Recently developed large language models (LLMs) have been shown to perform
remarkably well on a wide range of language understanding tasks. But, can they
really "reason" over the natural language? This question has been receiving
significant research attention and many reasoning skills such as commonsense,
numerical, and qualitative have been studied. However, the crucial skill
pertaining to 'logical reasoning' has remained underexplored. Existing work
investigating this reasoning ability of LLMs has focused only on a couple of
inference rules (such as modus ponens and modus tollens) of propositional and
first-order logic. Addressing the above limitation, we comprehensively evaluate
the logical reasoning ability of LLMs on 25 different reasoning patterns
spanning over propositional, first-order, and non-monotonic logics. To enable
systematic evaluation, we introduce LogicBench, a natural language
question-answering dataset focusing on the use of a single inference rule. We
conduct detailed analysis with a range of LLMs such as GPT-4, ChatGPT, Gemini,
Llama-2, and Mistral using chain-of-thought prompting. Experimental results
show that existing LLMs do not fare well on LogicBench; especially, they
struggle with instances involving complex reasoning and negations.
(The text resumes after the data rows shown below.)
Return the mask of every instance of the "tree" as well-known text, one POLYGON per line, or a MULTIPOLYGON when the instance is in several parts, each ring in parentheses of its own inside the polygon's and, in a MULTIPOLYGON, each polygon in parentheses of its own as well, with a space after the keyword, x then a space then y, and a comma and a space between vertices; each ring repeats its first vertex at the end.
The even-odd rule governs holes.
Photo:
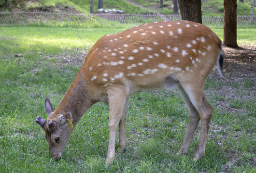
POLYGON ((91 8, 90 9, 90 12, 92 14, 94 12, 94 0, 91 0, 91 8))
POLYGON ((103 0, 99 0, 99 4, 98 5, 98 9, 100 9, 103 8, 103 0))
POLYGON ((202 23, 201 0, 178 0, 178 2, 182 20, 202 23))
POLYGON ((251 0, 251 17, 250 18, 250 24, 253 23, 254 13, 254 2, 255 0, 251 0))
POLYGON ((178 14, 178 0, 173 0, 173 14, 178 14))
POLYGON ((224 34, 223 44, 229 47, 238 47, 237 43, 237 1, 224 0, 224 34))
POLYGON ((160 7, 163 6, 163 0, 160 0, 160 7))

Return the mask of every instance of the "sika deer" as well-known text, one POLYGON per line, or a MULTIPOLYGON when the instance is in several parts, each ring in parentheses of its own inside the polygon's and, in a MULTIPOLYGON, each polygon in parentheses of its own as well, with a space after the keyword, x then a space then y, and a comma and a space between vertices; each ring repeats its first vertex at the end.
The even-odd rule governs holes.
POLYGON ((100 39, 92 48, 77 76, 56 110, 46 99, 45 120, 36 122, 45 131, 49 155, 58 159, 81 117, 94 103, 109 104, 107 162, 126 146, 125 125, 129 96, 139 92, 177 87, 188 109, 190 121, 178 154, 187 151, 201 121, 198 150, 204 156, 213 108, 205 96, 204 81, 215 64, 223 76, 221 42, 207 27, 186 21, 156 22, 100 39))

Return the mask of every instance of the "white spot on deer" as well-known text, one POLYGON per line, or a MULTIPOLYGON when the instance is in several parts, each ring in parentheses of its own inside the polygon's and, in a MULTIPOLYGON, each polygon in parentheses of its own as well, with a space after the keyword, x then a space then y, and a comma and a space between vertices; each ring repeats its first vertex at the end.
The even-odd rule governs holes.
POLYGON ((178 33, 180 34, 182 34, 182 29, 181 29, 181 28, 178 28, 178 33))
POLYGON ((151 74, 153 74, 153 73, 154 73, 155 72, 157 72, 158 71, 158 70, 157 69, 152 69, 152 70, 151 70, 151 74))
POLYGON ((158 64, 158 67, 161 68, 166 68, 167 66, 163 63, 160 63, 158 64))
POLYGON ((124 63, 124 62, 123 61, 119 61, 118 63, 119 64, 123 64, 124 63))
POLYGON ((181 71, 181 69, 179 67, 175 67, 174 68, 174 70, 176 71, 181 71))
POLYGON ((210 49, 211 49, 211 46, 209 45, 208 46, 207 46, 207 50, 210 50, 210 49))
POLYGON ((188 53, 186 52, 186 50, 182 50, 181 53, 182 54, 183 56, 184 56, 186 55, 188 55, 188 53))
POLYGON ((147 59, 145 58, 143 59, 142 61, 143 62, 147 62, 148 61, 148 60, 147 59))
POLYGON ((160 49, 160 51, 162 52, 162 53, 164 53, 165 52, 165 51, 164 50, 164 49, 160 49))
POLYGON ((175 52, 177 52, 178 50, 178 48, 176 48, 176 47, 173 48, 173 49, 172 49, 172 50, 173 50, 175 52))
POLYGON ((151 71, 151 70, 150 70, 150 69, 146 69, 146 70, 144 70, 144 71, 143 71, 143 73, 144 74, 148 74, 149 73, 149 72, 150 72, 151 71))
POLYGON ((119 74, 115 74, 114 75, 114 78, 116 79, 118 79, 119 78, 121 78, 124 75, 124 74, 122 72, 119 73, 119 74))
POLYGON ((117 62, 110 62, 110 65, 117 65, 117 62))
POLYGON ((128 57, 128 60, 132 60, 134 59, 134 57, 130 56, 128 57))
POLYGON ((133 50, 132 50, 132 52, 133 53, 138 53, 138 49, 134 49, 133 50))
POLYGON ((91 78, 91 81, 92 81, 97 77, 97 76, 94 76, 91 78))

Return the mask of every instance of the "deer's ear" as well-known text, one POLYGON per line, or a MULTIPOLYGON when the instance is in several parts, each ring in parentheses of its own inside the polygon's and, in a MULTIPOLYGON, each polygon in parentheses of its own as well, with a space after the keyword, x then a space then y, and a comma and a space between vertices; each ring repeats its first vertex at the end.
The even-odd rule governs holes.
POLYGON ((43 128, 45 125, 45 123, 46 122, 46 120, 45 119, 42 118, 39 116, 38 116, 36 117, 36 122, 38 123, 39 125, 40 125, 41 127, 43 128))
POLYGON ((71 122, 73 121, 72 113, 70 112, 67 112, 65 115, 62 116, 62 117, 61 117, 61 123, 62 124, 66 123, 68 119, 69 119, 70 121, 71 122))
POLYGON ((48 98, 46 98, 44 101, 44 108, 48 115, 53 112, 53 106, 48 98))

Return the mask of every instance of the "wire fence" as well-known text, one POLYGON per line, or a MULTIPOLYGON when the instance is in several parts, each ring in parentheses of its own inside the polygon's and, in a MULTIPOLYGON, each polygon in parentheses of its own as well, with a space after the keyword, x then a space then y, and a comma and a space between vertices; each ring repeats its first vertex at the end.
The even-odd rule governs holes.
MULTIPOLYGON (((179 15, 99 13, 82 14, 44 12, 0 12, 0 25, 42 25, 83 27, 131 27, 162 20, 180 20, 179 15)), ((223 27, 223 17, 202 16, 202 24, 210 27, 223 27)), ((256 27, 256 16, 237 16, 238 27, 256 27)))

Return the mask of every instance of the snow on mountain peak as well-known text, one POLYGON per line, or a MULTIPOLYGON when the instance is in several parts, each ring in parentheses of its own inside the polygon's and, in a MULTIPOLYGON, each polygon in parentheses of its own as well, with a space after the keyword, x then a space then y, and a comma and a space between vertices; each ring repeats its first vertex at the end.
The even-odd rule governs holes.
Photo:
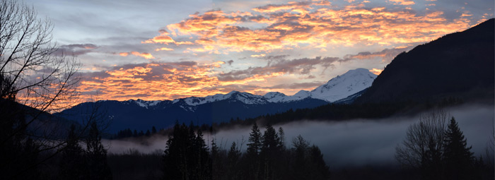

Furthermore,
they sometimes overlook contextual information necessary for reasoning to
arrive at the correct conclusion. We believe that our work and findings
facilitate future research for evaluating and enhancing the logical reasoning
ability of LLMs. Data and code are available at
this https URL

最近发展的大型语言模型 (LLMs) 在各种语言理解任务上表现出色，但它们真正能够对自然语言进行 “推理” 吗？本文综合评估了 LLMS 在涵盖命题逻辑、一阶逻辑和非单调逻辑的 25 种不同推理模式上的逻辑推理能力，并引入了 LogicBench，一个关注单个推理规则使用的自然语言问答数据集，通过使用一系列的连贯思维提示与 GPT-4、ChatGPT、Gemini、Llama-2 和 Mistral 等多个 LLMS 进行详细分析。实验结果表明，现有的 LLMS 在 LogicBench 上表现不佳，尤其在涉及复杂推理和否定的情况下遇到困难，并有时忽视推理所需的上下文信息以得出正确结论。我们认为我们的工作和发现将有助于未来评估和提升 LLMS 的逻辑推理能力。